Firstly, the authors are not medically trained (as best as I can tell) and are primarily business people. There does not appear to be a pharmacovigilance evaluation of the claim that statistically significant increases in adverse events are seen with these drugs.
The authors state that if a review is rushed, then “we might expect that drugs approved during these periods to have more safety issues”. They look at various factors to “test this hypothesis” which are not clear to a clinical reviewer (e.g. fixed effects ICD-9 and drug cohort, for a drug’s decile in terms of market size and others). They use prescription data as a marker of drug use. Clinicians know that not all drugs prescribed are taken or taken as directed or are stopped early or have dosage changes. We never truly know the denominator of drugs actually taken when calculating rates. In fact, we never truly know the numerator either. They do note that a key concern is that this analysis does not take into account the “proportion of use cases that do not generate AEs”. That is, they don’t really have a denominator for drug use nor are they sure they received all AEs that occurred.

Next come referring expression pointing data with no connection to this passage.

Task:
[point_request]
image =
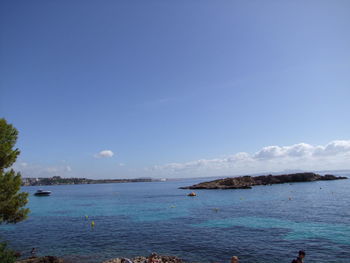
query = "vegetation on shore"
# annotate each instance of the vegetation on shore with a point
(12, 201)
(247, 182)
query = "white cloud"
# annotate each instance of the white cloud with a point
(104, 154)
(334, 155)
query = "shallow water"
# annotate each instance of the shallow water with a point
(263, 224)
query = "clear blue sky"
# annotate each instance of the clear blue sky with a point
(160, 82)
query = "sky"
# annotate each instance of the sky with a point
(186, 88)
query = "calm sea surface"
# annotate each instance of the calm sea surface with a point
(264, 224)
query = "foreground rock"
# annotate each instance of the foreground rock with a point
(246, 182)
(47, 259)
(159, 258)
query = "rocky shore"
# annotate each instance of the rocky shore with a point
(139, 259)
(247, 182)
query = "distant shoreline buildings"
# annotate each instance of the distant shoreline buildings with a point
(57, 180)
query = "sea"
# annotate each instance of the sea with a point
(266, 224)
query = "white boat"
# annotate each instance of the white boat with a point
(41, 192)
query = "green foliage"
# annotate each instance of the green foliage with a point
(6, 255)
(11, 200)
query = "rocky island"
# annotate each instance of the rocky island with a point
(247, 182)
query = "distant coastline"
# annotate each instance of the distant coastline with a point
(247, 182)
(57, 180)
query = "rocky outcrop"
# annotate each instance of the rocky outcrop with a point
(158, 258)
(247, 182)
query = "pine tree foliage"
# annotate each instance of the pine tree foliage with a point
(12, 201)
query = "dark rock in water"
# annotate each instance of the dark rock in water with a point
(247, 182)
(159, 258)
(47, 259)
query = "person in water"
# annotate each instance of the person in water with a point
(300, 258)
(234, 259)
(33, 252)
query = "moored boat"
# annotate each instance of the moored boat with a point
(41, 192)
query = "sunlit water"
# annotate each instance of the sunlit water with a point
(263, 224)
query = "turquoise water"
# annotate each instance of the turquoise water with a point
(263, 224)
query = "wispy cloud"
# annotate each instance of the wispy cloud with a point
(104, 154)
(334, 155)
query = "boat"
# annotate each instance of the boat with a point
(41, 192)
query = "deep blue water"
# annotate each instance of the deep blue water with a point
(258, 225)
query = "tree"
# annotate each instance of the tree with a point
(12, 201)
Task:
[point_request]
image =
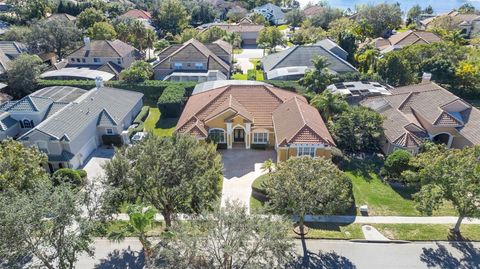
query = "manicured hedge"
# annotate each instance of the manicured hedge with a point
(152, 89)
(171, 101)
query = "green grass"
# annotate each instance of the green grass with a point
(159, 126)
(424, 232)
(239, 76)
(332, 231)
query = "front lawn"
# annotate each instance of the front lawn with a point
(427, 232)
(159, 126)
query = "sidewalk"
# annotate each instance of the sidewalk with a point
(360, 219)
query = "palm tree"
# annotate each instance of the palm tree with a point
(329, 104)
(140, 220)
(268, 165)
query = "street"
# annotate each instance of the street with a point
(334, 254)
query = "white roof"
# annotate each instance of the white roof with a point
(82, 73)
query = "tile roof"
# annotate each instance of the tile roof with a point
(408, 106)
(75, 117)
(104, 48)
(303, 56)
(137, 14)
(263, 105)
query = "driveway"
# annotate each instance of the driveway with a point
(243, 59)
(241, 168)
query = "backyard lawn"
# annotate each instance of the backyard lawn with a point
(159, 126)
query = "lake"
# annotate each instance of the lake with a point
(439, 6)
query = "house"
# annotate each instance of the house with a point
(403, 39)
(9, 50)
(355, 91)
(106, 56)
(292, 63)
(98, 117)
(20, 116)
(257, 116)
(194, 61)
(425, 111)
(469, 23)
(248, 30)
(140, 15)
(272, 13)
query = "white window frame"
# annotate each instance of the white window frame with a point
(260, 138)
(307, 151)
(222, 137)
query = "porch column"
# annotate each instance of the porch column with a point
(229, 135)
(247, 135)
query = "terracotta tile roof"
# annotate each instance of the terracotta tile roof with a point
(296, 121)
(265, 106)
(137, 14)
(409, 106)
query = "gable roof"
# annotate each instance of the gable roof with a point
(303, 56)
(104, 48)
(263, 105)
(137, 14)
(98, 105)
(203, 49)
(427, 102)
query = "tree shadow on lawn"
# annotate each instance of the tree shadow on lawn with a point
(441, 257)
(125, 258)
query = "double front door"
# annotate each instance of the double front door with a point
(238, 135)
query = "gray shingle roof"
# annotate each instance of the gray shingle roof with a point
(74, 118)
(303, 56)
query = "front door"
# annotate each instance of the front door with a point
(238, 135)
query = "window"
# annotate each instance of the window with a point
(217, 135)
(260, 138)
(306, 151)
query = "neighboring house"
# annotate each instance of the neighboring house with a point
(468, 23)
(355, 91)
(403, 39)
(73, 132)
(31, 110)
(62, 16)
(425, 111)
(98, 55)
(272, 13)
(257, 116)
(292, 63)
(140, 15)
(246, 28)
(9, 50)
(194, 61)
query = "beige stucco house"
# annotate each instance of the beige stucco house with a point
(257, 116)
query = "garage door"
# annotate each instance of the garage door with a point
(88, 149)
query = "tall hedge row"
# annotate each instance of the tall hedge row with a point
(170, 103)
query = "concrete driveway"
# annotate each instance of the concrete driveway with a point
(241, 168)
(243, 59)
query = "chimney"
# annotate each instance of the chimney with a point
(86, 40)
(426, 77)
(99, 82)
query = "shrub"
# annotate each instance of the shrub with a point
(171, 101)
(67, 175)
(396, 163)
(115, 140)
(251, 74)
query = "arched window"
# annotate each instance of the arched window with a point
(217, 135)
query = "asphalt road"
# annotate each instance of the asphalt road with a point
(324, 254)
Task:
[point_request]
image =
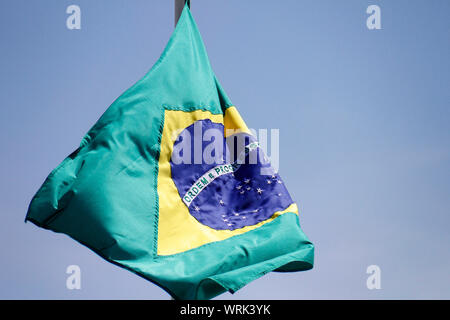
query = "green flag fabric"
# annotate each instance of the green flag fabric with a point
(142, 191)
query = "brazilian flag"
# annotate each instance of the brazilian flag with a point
(171, 184)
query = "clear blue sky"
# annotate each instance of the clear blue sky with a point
(363, 118)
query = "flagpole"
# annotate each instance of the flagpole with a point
(179, 5)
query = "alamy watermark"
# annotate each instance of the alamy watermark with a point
(229, 147)
(73, 281)
(374, 280)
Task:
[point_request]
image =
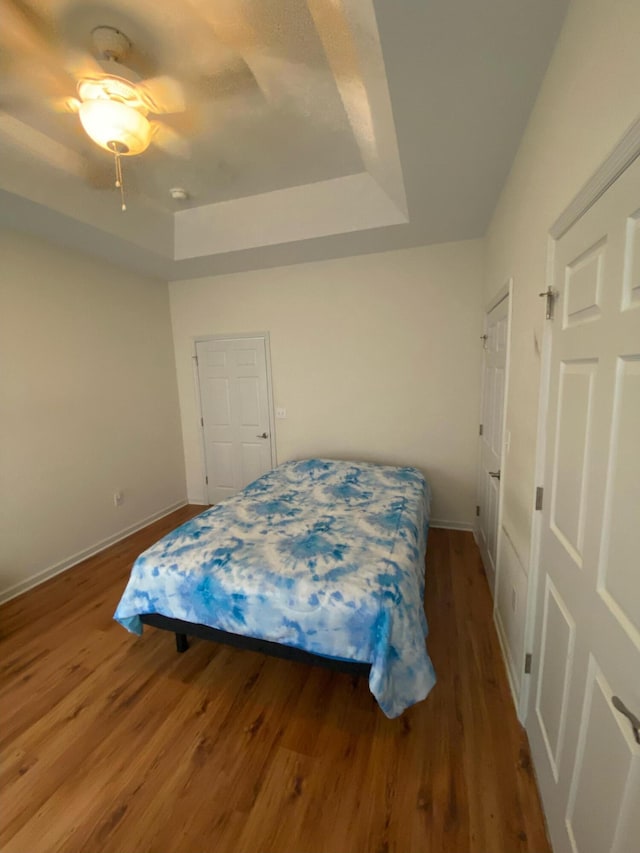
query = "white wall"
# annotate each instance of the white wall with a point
(374, 357)
(88, 404)
(588, 99)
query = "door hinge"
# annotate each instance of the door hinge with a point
(550, 297)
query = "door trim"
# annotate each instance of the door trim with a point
(272, 424)
(505, 292)
(613, 167)
(617, 162)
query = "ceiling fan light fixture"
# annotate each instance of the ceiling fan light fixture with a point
(115, 126)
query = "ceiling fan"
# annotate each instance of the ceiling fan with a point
(113, 103)
(117, 109)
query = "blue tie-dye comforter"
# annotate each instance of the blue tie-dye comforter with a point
(322, 555)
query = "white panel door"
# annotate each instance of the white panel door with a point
(493, 388)
(587, 647)
(234, 401)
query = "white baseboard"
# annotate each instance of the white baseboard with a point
(450, 525)
(28, 583)
(506, 656)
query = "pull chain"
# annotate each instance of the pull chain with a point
(119, 179)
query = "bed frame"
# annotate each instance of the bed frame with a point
(184, 629)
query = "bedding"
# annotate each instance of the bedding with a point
(322, 555)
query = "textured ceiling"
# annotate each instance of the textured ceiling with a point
(317, 129)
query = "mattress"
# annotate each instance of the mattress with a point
(323, 555)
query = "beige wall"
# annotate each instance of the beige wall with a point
(374, 357)
(88, 404)
(588, 99)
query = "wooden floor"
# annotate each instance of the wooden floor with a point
(116, 743)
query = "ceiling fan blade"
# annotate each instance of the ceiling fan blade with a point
(162, 95)
(25, 137)
(169, 140)
(83, 66)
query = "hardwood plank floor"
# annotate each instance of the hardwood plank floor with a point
(116, 743)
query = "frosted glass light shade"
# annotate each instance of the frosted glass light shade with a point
(107, 121)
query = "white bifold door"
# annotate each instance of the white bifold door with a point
(493, 389)
(236, 415)
(583, 724)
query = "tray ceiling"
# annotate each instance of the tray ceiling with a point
(316, 128)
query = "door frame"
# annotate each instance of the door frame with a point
(505, 292)
(196, 380)
(614, 165)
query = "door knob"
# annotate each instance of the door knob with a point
(619, 705)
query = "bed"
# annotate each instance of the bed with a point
(322, 557)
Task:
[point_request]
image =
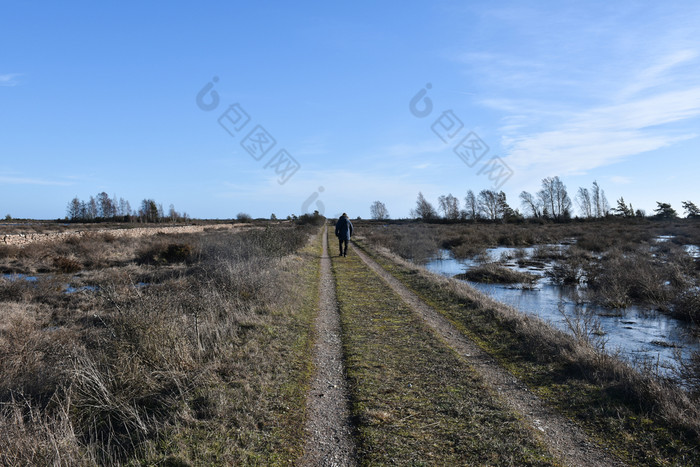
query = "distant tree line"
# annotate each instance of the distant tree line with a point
(102, 208)
(551, 202)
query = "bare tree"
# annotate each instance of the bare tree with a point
(583, 199)
(554, 197)
(691, 210)
(449, 205)
(530, 204)
(148, 211)
(424, 210)
(104, 206)
(471, 206)
(91, 209)
(73, 209)
(488, 201)
(378, 211)
(172, 213)
(598, 201)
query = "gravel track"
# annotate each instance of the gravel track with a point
(329, 431)
(565, 440)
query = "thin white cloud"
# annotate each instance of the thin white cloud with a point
(620, 180)
(9, 79)
(31, 181)
(578, 140)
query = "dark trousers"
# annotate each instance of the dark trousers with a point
(341, 241)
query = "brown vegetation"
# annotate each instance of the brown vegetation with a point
(159, 361)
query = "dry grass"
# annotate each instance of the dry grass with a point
(495, 273)
(163, 361)
(642, 418)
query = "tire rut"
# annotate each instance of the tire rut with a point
(565, 440)
(328, 428)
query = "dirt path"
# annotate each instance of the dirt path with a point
(328, 428)
(565, 440)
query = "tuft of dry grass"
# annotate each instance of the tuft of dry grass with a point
(639, 416)
(159, 364)
(495, 273)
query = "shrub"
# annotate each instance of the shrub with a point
(686, 306)
(494, 273)
(166, 254)
(67, 265)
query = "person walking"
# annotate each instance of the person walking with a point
(343, 230)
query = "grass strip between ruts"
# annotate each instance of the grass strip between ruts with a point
(603, 408)
(413, 400)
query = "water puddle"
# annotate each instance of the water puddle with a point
(638, 334)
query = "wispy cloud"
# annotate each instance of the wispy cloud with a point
(9, 79)
(12, 180)
(581, 92)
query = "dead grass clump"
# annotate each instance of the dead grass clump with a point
(9, 251)
(15, 289)
(67, 265)
(494, 273)
(686, 306)
(570, 266)
(166, 253)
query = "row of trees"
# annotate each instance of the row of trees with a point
(552, 201)
(102, 208)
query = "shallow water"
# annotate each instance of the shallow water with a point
(637, 333)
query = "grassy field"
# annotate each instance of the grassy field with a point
(195, 349)
(641, 419)
(414, 401)
(189, 349)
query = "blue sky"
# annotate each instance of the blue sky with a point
(102, 96)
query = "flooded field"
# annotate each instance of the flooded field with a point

The authors do not comment on the possibility that even if a review is “rushed” in totality, it is possible that the safety review is complete and the same as would be done for review during a different month.
“A safe and popular drug may generate more adverse effects than a dangerous drug simply because it is used by more people.” A review of the safety data by a medically trained pharmacovigilance person would have been useful.
This is a highly technical and complex “business type publication” and not a medical publication.
Bottom line: This is a very important paper. It is highly technical paper with some findings that might not be fully supported without some further medical input regarding the safety issues in particular. However, the findings are “believable” and consistent with both human nature and similar findings referenced in other countries, other fields and other publications. It should be more thoroughly evaluated by the regulators, academics and medical worlds.
It is hoped that this publication will be picked up in the medical literature and by FDA and other agencies. It would be interesting to hear FDA’s comments as well as comments from other stakeholders in the field.